The confusion matrix below shows how well the model classifies the training observations. Because this is a resubstitution estimate (fitted and evaluated on the same data), it is optimistically biased — it overestimates true generalisability.
result$cmatrix
## 0 1 2 sum p ## 0 146.00 42.00 0.00 188.00 0.78 ## 1 19.00 41.00 0.00 60.00 0.68 ## 2 0.00 0.00 0.00 0.00 0.00 ## sum 165.00 83.00 0.00 248.00 1.00 ## p 0.88 0.49 0.00 1.00 0.75
Each cell shows the percentage of observations in the observed class (rows) that were assigned to the predicted class (columns). The diagonal gives the per-class accuracy; off-diagonal cells are misclassification rates.
# Overall accuracy from the confusion matrix
pred_class <- predict(model)$class
obs_class <- factor(infert$case)
acc <- mean(pred_class == obs_class)
cat(sprintf("Overall resubstitution accuracy: %.1f%%\n", 100 * acc))
## Overall resubstitution accuracy: 75.4%
cat(sprintf("Baseline (majority class): %.1f%%\n", 100 * max(prop.table(table(infert$case)))))
## Baseline (majority class): 66.5%
LDA also returns posterior class probabilities for each observation — the probability of belonging to each class given the discriminant score. Values close to 0 or 1 indicate high-confidence assignments; values near 0.5 indicate ambiguity.
post <- predict(model)$posterior
df_post <- data.frame(
prob_case = post[, "1"],
case = factor(infert$case, labels=c("Control","Case"))
)
ggplot(df_post, aes(x=prob_case, fill=case)) +
geom_histogram(bins=30, position="identity", alpha=0.6) +
scale_fill_manual(values=c("#2166ac","#d6604d")) +
geom_vline(xintercept=0.5, linetype="dashed", colour="grey40") +
theme_bw() +
labs(title="Posterior probability of being a case",
subtitle="Dashed line = 0.5 decision threshold",
x="P(case = 1 | x)", y="Count", fill=NULL)
The iris dataset provides a three-class problem (\(K = 3\), \(\min(K-1, p) = 2\) discriminant functions)
that illustrates multi-class LDA and the interpretation of a
two-dimensional discriminant space.
model_iris <- MASS::lda(Species ~ ., data=iris)
result_iris <- report_lda(model=model_iris)
With two discriminant functions, the proportion of trace tells us how much of the total between-class variance each function captures.

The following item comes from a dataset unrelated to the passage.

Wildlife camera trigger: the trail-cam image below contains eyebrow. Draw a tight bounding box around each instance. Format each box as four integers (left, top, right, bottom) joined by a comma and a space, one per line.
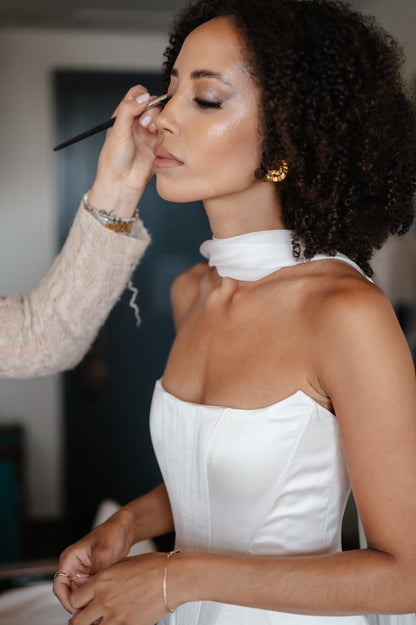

prop_trace <- model_iris$svd^2 / sum(model_iris$svd^2)
cat("LD1 proportion of trace:", round(prop_trace[1], 4), "\n")
## LD1 proportion of trace: 0.9912
cat("LD2 proportion of trace:", round(prop_trace[2], 4), "\n")

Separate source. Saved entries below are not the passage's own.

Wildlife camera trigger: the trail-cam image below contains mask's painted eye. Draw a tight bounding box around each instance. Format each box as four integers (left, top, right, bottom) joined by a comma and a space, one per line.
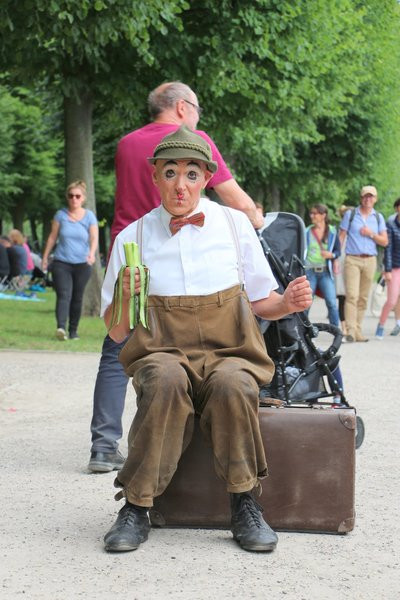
187, 170, 199, 181
164, 169, 176, 179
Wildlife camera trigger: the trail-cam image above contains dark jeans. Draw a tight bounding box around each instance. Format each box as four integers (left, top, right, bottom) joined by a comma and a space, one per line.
90, 335, 129, 452
51, 260, 92, 333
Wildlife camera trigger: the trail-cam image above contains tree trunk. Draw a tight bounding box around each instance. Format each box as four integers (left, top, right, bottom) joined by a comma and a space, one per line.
10, 196, 26, 231
267, 184, 281, 212
64, 94, 102, 316
29, 217, 39, 248
41, 210, 54, 252
295, 199, 306, 222
98, 222, 110, 266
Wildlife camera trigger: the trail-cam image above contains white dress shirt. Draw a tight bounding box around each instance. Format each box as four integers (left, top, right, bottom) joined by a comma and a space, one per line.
101, 198, 277, 316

## LD2 proportion of trace: 0.0088
LD1 typically captures the dominant separation (setosa vs. the other two species); LD2 captures the residual separation between versicolor and virginica.

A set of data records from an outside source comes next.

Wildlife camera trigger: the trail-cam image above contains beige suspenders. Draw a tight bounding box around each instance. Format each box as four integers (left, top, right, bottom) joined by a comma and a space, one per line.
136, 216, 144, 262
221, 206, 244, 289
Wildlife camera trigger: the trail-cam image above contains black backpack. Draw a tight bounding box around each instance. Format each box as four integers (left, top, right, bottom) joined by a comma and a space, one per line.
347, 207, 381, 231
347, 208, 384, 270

scores_iris <- as.data.frame(predict(model_iris)$x)
scores_iris$Species <- iris$Species
ggplot(scores_iris, aes(x=LD1, y=LD2, colour=Species)) +
geom_point(alpha=0.7, size=2) +
stat_ellipse(level=0.95, linewidth=0.8) +
scale_colour_manual(values=c("#4dac26","#2166ac","#d6604d")) +
theme_bw() +
labs(title="Iris species in the LDA discriminant space",
subtitle="95% concentration ellipses per class",
x="Linear Discriminant 1", y="Linear Discriminant 2")
result_iris$cmatrix
## setosa versicolor virginica sum p ## setosa 50.00 0.00 0.00 50.00 1.00 ## versicolor 0.00 48.00 1.00 49.00 0.98 ## virginica 0.00 2.00 49.00 51.00 0.96 ## sum 50.00 50.00 50.00 150.00 1.00 ## p 1.00 0.96 0.98 1.00 0.98
pred_iris <- predict(model_iris)$class
cat(sprintf("Overall resubstitution accuracy: %.1f%%\n",
100 * mean(pred_iris == iris$Species)))
## Overall resubstitution accuracy: 98.0%
Fisher, R. A. (1936). The use of multiple measurements in taxonomic problems. Annals of Eugenics, 7(2), 179–188.
McLachlan, G. J. (2004). Discriminant Analysis and Statistical Pattern Recognition. Wiley.
Venables, W. N., & Ripley, B. D. (2002). Modern Applied Statistics with S (4th ed.). Springer.